Both companies said in a statement that they plan to start a new program for a combo treatment in patients with NASH and also plan to work together on a global Phase III program for CVC as a single agent for NASH.

Combining one targeted NASH drug with a diabetes med is a new way of approaching the disease, with the drugmakers saying in a statement: "We are excited to be combining two potentially best-in-class products to develop a much needed therapy for these patients."

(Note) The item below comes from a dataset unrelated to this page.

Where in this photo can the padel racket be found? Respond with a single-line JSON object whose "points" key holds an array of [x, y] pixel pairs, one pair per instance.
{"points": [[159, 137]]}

Under the terms of the deal, Dong-A received an upfront cash payment of $1.5 million and is eligible to receive up to an additional $25 million in payments linked to the achievement of Phase III completion and approval milestones for the first indication and up to an additional $10 million for additional indications.

Dong-A may receive up to an additional $35 million for commercial milestones. Tobira received an upfront cash payment of $0.5 million and is eligible to receive up to an additional $2.5 million in payments linked to the achievement of similar milestones per indication in the Republic of Korea. In addition, each party will receive tiered royalty payments based on net sales.

DPP-4 inhibitors such as Suganon have become the standard of care for diabetes, but they also have the potential to impact the metabolic issues that play a role in NASH disease progression, according to Laurent Fischer, CEO of Tobira. The drug is not approved in the U.S.

CVC is currently in midstage trials as a once-daily immunomodulator pill that blocks two chemokine receptors, CCR2 and CCR5, which are believed to cause liver scarring.

Fischer added that Suganon "complements the anti-inflammatory and anti-fibrotic effects of cenicriviroc and has the potential to be combined in a fixed dose combination tablet."

Tobira said it plans to conduct preclinical toxicology and pharmacokinetics studies with evogliptin, which are required prior to initiating a Phase I study of the CVC-evogliptin combination in late 2016.